Nowadays, searching images by example has become an indispensable feature in any search engine. With the advent of Machine Learning, searching similar images can be achieved with Image Embedding and Auto-Encoder. However, searching similar images from thousands of images still require heavy computational power and resources. Therefore, for us, who lack expendable computing power and resources, need an alternative implementation to reduce the cost and complexity. With decent amount of Computing Power and Time Complexity, I am able to come up with an easy to implement Image Similarity Search with minimum computing resources.

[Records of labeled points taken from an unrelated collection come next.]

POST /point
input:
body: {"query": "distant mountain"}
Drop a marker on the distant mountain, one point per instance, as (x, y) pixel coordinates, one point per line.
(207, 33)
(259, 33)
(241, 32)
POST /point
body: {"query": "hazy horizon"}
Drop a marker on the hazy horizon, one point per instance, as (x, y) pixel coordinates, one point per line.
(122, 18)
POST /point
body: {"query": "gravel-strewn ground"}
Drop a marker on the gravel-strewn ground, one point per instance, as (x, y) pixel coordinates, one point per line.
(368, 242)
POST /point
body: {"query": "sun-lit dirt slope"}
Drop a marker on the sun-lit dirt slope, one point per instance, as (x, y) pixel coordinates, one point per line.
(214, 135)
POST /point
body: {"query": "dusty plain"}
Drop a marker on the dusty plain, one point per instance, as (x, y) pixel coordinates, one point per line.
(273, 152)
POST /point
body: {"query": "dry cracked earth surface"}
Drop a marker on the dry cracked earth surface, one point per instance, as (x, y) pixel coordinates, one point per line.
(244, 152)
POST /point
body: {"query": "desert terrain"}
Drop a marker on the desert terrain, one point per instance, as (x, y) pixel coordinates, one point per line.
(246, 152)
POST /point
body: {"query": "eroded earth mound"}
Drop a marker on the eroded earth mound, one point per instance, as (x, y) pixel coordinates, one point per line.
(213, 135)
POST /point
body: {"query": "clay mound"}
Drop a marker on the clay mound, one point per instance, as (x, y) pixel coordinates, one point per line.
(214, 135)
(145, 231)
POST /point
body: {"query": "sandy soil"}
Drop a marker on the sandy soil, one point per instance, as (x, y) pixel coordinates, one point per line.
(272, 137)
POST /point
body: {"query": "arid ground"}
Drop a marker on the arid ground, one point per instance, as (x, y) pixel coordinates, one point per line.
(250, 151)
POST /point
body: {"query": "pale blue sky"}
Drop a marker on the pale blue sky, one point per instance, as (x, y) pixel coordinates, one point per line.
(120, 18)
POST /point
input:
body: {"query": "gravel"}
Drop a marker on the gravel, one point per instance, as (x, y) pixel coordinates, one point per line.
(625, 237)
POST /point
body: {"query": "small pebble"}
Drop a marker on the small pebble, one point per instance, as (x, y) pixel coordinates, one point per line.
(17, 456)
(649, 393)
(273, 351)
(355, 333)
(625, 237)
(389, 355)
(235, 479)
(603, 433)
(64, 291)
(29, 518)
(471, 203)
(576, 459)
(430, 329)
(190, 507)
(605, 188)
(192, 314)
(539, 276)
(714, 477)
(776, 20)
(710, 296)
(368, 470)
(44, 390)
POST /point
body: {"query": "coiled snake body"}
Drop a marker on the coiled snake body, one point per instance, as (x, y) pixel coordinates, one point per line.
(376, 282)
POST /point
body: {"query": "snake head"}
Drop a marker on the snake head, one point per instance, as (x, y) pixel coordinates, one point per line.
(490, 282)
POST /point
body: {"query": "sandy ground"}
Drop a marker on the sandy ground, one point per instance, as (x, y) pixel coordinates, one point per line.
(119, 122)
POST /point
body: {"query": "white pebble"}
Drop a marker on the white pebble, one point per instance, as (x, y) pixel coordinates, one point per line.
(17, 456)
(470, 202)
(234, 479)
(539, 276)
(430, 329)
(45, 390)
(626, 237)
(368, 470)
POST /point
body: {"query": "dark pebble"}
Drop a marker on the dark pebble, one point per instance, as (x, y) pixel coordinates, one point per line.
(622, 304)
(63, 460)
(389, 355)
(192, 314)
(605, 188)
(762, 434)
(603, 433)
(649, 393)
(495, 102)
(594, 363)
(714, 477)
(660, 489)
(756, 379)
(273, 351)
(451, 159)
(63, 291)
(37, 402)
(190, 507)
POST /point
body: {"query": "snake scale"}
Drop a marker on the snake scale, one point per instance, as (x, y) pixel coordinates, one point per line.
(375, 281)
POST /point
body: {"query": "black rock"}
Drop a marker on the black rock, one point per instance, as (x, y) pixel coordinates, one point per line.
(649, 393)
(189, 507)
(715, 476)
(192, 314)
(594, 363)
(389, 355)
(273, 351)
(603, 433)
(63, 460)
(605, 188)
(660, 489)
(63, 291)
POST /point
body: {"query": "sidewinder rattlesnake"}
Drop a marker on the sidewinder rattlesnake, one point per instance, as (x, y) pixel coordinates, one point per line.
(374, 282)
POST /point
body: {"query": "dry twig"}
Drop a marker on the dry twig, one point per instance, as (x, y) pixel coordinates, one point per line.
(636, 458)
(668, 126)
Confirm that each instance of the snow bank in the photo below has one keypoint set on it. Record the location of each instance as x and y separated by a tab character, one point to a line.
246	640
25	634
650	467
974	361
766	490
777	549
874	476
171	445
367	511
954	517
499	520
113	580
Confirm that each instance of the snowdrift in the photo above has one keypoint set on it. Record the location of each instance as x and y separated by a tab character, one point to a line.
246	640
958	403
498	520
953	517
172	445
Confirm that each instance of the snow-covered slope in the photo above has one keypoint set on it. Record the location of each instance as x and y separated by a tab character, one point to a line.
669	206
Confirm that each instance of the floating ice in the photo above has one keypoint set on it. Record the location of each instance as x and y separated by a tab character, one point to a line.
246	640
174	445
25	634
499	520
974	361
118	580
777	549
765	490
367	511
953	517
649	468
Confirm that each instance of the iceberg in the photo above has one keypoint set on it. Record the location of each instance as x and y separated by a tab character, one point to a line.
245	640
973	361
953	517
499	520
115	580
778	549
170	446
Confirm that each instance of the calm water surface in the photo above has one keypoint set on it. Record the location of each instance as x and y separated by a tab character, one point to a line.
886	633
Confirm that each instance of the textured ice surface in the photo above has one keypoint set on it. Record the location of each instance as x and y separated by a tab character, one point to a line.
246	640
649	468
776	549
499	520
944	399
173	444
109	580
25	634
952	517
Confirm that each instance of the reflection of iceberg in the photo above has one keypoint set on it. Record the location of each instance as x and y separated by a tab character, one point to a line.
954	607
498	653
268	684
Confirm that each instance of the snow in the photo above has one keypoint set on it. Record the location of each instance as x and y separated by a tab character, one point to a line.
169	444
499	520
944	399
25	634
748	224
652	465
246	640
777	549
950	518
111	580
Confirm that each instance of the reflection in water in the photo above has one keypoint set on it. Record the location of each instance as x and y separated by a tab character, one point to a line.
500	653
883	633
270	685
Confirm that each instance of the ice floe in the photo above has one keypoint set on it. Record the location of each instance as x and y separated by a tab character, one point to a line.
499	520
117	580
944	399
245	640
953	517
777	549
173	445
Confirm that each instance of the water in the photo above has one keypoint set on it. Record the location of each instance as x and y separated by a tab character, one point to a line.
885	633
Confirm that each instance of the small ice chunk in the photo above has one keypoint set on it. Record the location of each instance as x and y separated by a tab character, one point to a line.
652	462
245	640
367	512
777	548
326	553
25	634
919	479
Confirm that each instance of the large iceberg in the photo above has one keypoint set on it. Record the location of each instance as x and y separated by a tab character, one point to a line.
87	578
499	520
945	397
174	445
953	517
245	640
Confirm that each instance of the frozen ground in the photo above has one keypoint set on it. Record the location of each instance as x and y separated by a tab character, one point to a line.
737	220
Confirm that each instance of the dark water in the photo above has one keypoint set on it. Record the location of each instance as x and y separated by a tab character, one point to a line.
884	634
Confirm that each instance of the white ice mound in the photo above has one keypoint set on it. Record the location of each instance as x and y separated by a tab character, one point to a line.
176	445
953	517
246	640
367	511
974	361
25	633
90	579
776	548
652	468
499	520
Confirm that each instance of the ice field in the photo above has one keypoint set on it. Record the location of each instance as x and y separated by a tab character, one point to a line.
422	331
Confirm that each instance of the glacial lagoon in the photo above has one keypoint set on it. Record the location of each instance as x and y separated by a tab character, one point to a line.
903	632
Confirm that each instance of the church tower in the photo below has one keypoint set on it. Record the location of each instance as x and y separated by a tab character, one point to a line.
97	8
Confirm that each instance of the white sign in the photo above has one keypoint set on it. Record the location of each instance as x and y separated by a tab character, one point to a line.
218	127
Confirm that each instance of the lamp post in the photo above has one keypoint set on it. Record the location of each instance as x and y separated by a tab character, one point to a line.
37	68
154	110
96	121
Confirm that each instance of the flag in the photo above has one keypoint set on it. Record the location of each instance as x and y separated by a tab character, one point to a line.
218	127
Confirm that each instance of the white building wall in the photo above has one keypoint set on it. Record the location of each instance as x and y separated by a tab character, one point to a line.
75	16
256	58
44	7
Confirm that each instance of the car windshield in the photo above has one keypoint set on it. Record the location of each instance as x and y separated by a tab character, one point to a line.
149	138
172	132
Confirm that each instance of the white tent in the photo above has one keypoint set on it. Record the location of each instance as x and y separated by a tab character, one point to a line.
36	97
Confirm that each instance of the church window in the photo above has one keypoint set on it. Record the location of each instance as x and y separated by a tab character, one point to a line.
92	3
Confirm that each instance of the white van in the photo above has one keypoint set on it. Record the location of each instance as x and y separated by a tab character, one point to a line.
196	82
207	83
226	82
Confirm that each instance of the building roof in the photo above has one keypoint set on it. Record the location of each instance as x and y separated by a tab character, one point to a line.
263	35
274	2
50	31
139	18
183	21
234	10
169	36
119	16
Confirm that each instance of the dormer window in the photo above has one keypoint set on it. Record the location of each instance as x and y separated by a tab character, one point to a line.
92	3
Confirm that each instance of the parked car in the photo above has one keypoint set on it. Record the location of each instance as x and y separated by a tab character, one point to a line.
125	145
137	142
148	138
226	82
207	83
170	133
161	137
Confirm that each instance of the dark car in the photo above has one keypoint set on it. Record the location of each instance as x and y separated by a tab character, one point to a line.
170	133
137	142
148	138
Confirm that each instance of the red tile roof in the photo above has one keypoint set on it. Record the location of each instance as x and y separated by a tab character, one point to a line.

Generally Speaking, the Similarity between two images is determinded by a set of characteristics, commonly known as Features. The primary features which are dominant in determining similarity are "Key Features".

It is assumed tha Key Features of an Image is deinfed by:

  • Color
  • Shape
  • Texture


Color Distribution

A Color Image has 3 Channels (Red, Green, Blue) with corresponding Intensity Distribution. However only distribution of dominant colors play an important role in determining the Image Color.Since it is difficult to analyze millions of colors, dominant colors are also normalized to defined sets ofcolors Global Color Spectrum. Color Spectrum is immune to Scale, Rotation and Translation.



Image Shape defined by Contour

Shape of an Image can be defined by Outline (Contour) of an Image.



Key Points as Shape Feature

From the outline of the image, the Key Points are extracted as Shape Feature.



SURF Features

Texture defined by spatial color profile.

Texture of an image is roughly defined as spatial local color profile. Unlike global color spectrum, local color profile can be subjected to scale, translation and rotation.

Spatial Color Distribution specifies the distribution of dominant colors in specific regions (sections). Normally, a region is M x N Grid and in each region, dominant color is calculated.



Map Reduce Pipeline

Similarity between images is calculated by kNN (k Nearest Neighbour) distance and the distance is ranked to calculate the most similar images.

To reduce the work-load of computation for kNN in real time, Map-Reduce Pipeline is used.